An offshore oil well is leaking oil and creating a circular oil slick. If the radius of the slick is growing at a rate of 4 miles/hour, find the rate at which the area is increasing when the radius is 7 miles. (The area of a disc of radius r is A = πr2.)
Area = πr^2
d(area)/dt = 2πr dr/dt
given: dr/dt = 4
find: d(area)/dt when r = 7
d(area)/dt = 2π(7)(4) = 56π miles^2 / hour
Thank you!
Hmmm. Assuming that in precal you have not yet learned to take a derivative, consider that the area is increasing at a rate equal to the change in radius times the circumference. That is, if r changes very little, you are just adding a new, very thin circle to the area.

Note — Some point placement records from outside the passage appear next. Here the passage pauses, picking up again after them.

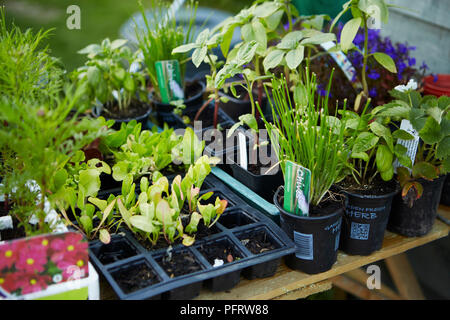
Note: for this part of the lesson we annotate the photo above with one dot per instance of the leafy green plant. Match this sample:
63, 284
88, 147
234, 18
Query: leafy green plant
430, 118
109, 77
159, 210
43, 138
362, 11
308, 136
160, 37
140, 152
27, 70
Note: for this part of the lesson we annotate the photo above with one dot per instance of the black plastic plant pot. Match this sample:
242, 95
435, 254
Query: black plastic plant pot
417, 220
260, 241
235, 107
194, 91
264, 185
445, 196
118, 122
316, 238
365, 222
128, 255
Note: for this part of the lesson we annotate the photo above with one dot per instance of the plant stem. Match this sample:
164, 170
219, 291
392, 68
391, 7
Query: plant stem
365, 56
197, 115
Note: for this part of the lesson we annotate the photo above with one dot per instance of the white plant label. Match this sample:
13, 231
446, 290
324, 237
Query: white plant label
410, 145
6, 223
242, 151
343, 62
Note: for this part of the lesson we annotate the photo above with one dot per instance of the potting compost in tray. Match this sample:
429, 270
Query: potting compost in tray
243, 241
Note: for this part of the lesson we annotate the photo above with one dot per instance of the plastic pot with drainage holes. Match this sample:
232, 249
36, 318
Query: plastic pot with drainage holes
316, 237
365, 221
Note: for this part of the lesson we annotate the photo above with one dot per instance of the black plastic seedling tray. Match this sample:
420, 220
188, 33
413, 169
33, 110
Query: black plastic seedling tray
126, 254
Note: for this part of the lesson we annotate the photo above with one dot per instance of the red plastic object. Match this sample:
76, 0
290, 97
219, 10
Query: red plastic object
438, 85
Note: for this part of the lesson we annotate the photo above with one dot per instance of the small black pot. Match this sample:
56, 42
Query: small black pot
118, 122
236, 107
164, 111
365, 221
445, 196
264, 185
316, 238
419, 219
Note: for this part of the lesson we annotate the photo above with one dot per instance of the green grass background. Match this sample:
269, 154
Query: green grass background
99, 19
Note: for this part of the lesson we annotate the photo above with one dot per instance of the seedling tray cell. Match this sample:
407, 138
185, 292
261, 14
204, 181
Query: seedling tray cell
238, 222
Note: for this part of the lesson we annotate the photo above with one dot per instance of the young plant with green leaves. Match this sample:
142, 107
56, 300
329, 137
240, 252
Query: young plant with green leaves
430, 118
109, 76
43, 138
307, 135
161, 34
363, 12
141, 152
27, 70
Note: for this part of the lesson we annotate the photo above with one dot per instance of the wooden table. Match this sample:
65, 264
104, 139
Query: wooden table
345, 274
290, 284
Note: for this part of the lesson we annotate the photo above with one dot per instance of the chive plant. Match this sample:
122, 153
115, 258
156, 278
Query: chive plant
307, 135
161, 35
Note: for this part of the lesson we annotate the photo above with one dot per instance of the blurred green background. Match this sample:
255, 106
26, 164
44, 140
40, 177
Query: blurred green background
99, 19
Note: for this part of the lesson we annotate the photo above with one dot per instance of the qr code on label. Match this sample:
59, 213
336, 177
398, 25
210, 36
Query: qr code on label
360, 231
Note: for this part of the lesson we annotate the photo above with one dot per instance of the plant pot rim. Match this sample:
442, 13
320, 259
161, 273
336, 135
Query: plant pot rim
370, 196
194, 97
439, 84
249, 172
308, 218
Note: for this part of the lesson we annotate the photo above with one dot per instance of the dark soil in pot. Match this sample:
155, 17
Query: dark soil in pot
236, 107
223, 250
445, 196
135, 277
366, 216
316, 236
417, 220
260, 178
178, 264
206, 117
137, 110
118, 249
193, 94
258, 241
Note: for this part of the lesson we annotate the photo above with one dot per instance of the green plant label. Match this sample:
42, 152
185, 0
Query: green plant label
169, 80
297, 185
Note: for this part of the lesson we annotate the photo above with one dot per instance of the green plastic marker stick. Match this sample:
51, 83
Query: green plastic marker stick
297, 187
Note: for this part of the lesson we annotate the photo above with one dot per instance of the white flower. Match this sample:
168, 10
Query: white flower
412, 85
218, 262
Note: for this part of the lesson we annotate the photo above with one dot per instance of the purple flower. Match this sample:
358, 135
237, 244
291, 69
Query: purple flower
424, 66
411, 61
373, 75
322, 91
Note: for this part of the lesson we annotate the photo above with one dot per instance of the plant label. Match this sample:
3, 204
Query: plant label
242, 151
297, 185
169, 80
411, 145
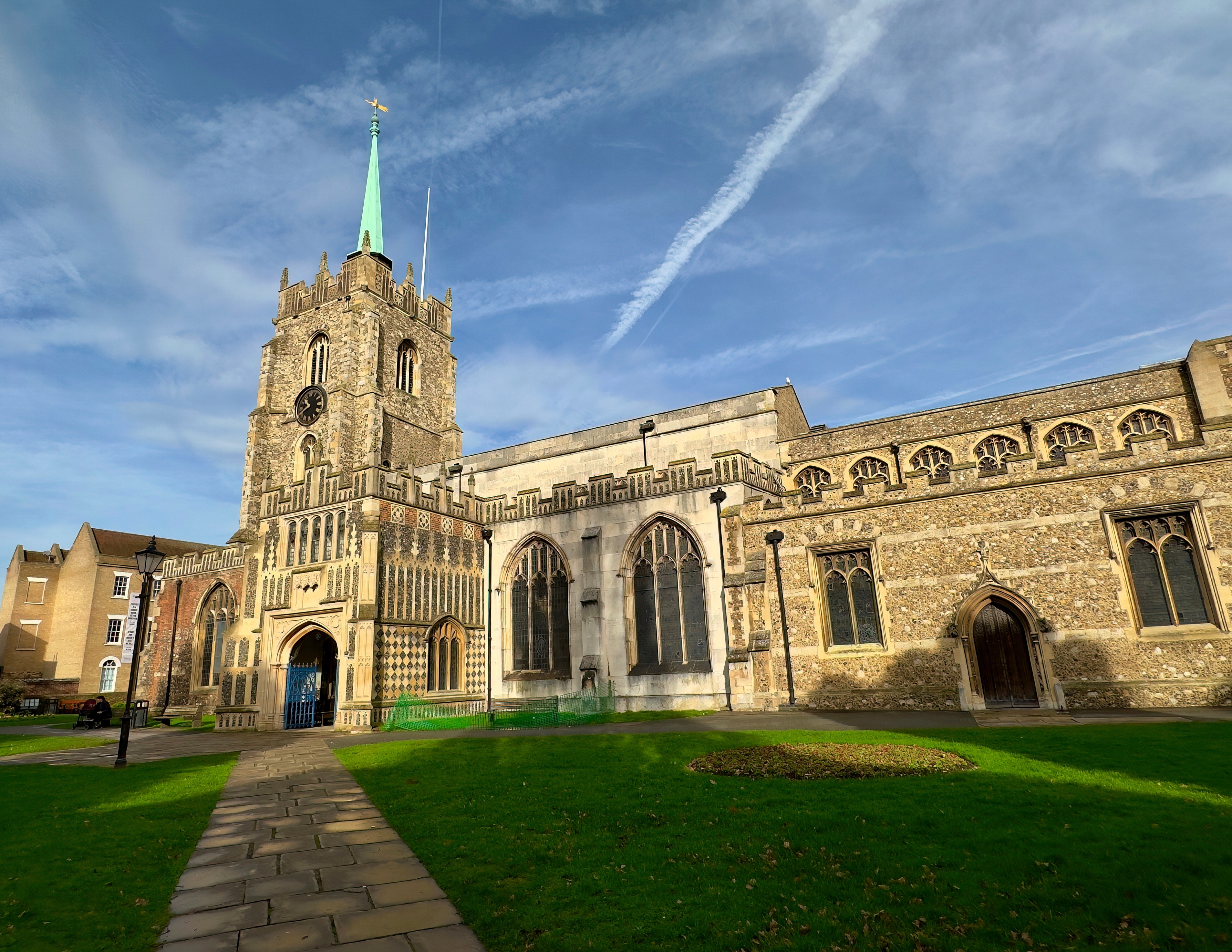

That of course, would be (2πr cm)*(4 cm/hr) = 56 cm^2/hr
To find the rate at which the area is increasing, we need to differentiate the area function with respect to time. Let's break down the problem into smaller steps:
Step 1: Find the equation for the area of the oil slick in terms of the radius.
The area of a disc is given by the formula A = πr^2, where r is the radius of the slick.
Step 2: Differentiate both sides of the equation with respect to time (t).
dA/dt represents the rate of change of the area with respect to time.
Step 3: Apply the chain rule to differentiate.
Since both A and r are functions of time, we need to use the chain rule to differentiate A with respect to t.
Now let's solve the problem using these steps:
Step 1: Equation for the area of the oil slick:
A = πr^2
Step 2: Differentiate both sides with respect to time (t):
dA/dt = d/dt(πr^2)
Step 3: Apply the chain rule:
dA/dt = 2πr(dr/dt)
Now we need to substitute the given information into the equation.
Given information:
dr/dt = 4 miles/hour (rate at which the radius is growing)
r = 7 miles (radius)
Substitute the values into the equation:
dA/dt = 2π(7)(4)
Simplify the expression:
dA/dt = 56π
Therefore, the rate at which the area is increasing when the radius is 7 miles is 56π square miles per hour.